Why can’t you just put Promise.all() everywhere — especially while accessing databases (Parallelization Part 2)

Aashish Peepra
9 min readApr 7, 2024

--

If you ever have been in a relationship, I’m sure you would be in a situation where you made just too many promises and now it’s getting hard to keep them. The problem is, that it seems that all of them can be executed independently and are almost mutually exclusive tasks. But you didn’t consider how these tasks might get affected by each other due to shared resources. You will need to solve the relationship problem yourself but I can help you understand the computer version of this.

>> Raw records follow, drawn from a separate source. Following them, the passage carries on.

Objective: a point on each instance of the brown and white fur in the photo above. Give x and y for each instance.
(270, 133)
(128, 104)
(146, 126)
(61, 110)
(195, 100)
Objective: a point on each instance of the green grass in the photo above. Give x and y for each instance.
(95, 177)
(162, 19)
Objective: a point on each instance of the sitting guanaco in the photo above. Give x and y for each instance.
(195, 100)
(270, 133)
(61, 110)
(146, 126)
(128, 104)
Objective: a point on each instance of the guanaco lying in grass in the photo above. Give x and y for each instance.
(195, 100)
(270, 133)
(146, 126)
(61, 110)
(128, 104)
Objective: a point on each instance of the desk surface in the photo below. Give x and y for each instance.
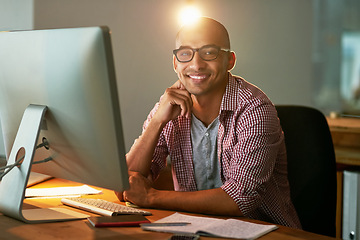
(81, 229)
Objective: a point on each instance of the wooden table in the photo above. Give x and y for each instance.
(81, 229)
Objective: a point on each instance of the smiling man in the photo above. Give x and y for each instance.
(221, 133)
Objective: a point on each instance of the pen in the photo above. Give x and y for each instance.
(166, 224)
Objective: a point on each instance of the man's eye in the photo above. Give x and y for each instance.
(187, 53)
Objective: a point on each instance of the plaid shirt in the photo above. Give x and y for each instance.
(251, 151)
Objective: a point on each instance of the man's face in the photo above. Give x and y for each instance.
(202, 77)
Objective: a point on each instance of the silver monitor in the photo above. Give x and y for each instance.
(58, 86)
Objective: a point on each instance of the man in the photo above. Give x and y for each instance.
(222, 135)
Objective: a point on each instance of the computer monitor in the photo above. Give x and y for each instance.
(59, 86)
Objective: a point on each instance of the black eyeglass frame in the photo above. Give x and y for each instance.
(197, 50)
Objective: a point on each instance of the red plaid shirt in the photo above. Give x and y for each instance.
(251, 151)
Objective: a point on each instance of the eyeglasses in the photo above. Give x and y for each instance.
(207, 53)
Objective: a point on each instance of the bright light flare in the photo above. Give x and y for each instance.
(189, 15)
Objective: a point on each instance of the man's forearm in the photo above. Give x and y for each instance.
(141, 153)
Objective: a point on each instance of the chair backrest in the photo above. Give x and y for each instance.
(311, 167)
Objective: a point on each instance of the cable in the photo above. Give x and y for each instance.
(6, 169)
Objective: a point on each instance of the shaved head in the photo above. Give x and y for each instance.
(206, 27)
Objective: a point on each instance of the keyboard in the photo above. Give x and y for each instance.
(101, 206)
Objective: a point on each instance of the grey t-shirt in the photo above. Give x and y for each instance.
(204, 147)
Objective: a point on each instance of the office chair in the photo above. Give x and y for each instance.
(311, 167)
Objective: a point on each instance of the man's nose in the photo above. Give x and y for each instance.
(197, 62)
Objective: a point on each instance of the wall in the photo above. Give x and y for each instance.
(272, 40)
(14, 15)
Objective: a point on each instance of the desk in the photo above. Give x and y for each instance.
(81, 229)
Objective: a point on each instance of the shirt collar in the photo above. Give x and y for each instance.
(230, 98)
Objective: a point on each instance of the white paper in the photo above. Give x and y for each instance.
(230, 228)
(61, 191)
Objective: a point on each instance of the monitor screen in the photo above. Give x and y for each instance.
(71, 72)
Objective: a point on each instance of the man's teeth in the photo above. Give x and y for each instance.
(197, 76)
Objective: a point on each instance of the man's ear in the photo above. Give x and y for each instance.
(175, 64)
(232, 61)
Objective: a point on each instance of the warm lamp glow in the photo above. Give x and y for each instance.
(189, 15)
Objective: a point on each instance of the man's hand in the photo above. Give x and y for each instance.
(175, 101)
(139, 192)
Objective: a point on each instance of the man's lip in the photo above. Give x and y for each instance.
(198, 76)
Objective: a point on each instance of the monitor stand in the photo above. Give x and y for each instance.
(13, 185)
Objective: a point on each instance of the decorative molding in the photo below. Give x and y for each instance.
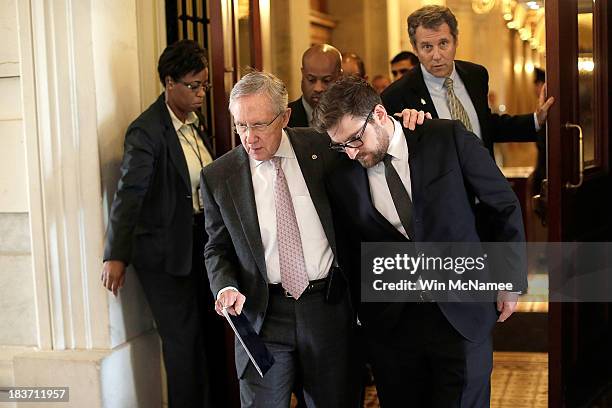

P.S.: This one is a tough read. So if you just woke up and this is your first email, I suggest you grab the coffee first.

Let’s look at some code first

 async syncInvoiceIndexForAllRootFiCompanies(): Promise<boolean> {
const rootFiCompanies = await this.prisma.rootFiCompany.findMany({
where: {
corporationId: {
gt: 0,
},
},
include: {
corporation: true,
},
});

const invoiceSyncPromises = (
await Promise.all(rootFiCompanies.map(async rootFiCompany => await this.setInvoicesToDatabaseFuture(rootFiCompany.id, rootFiCompany.corporation.companyId)))
).flat();

try {
await this.prisma.$transaction(invoiceSyncPromises);
return true;
} catch (err) {
console.error(err);
}

return false;
}

Problem: There are some companies in the database. Each company has some invoices in a third-party solution. We need to sync those invoices against the companies in our database.

The code does the following

  1. Gets all the companies from the database
  2. For each company fetch all the invoices from a third-party solution like QuickBooks. For each invoice, create a promise to write that invoice in our database. I will rephrase this. Let’s say there are 100 invoices for each company, this code will create 100 promises, and each promise to write one invoice in the database.
  3. Then we collect all these promises and put them inside a transaction. Hoping that if we fail to write any single invoice correctly, the whole thing will blow and we will get an alert. Then we can debug and handle it accordingly.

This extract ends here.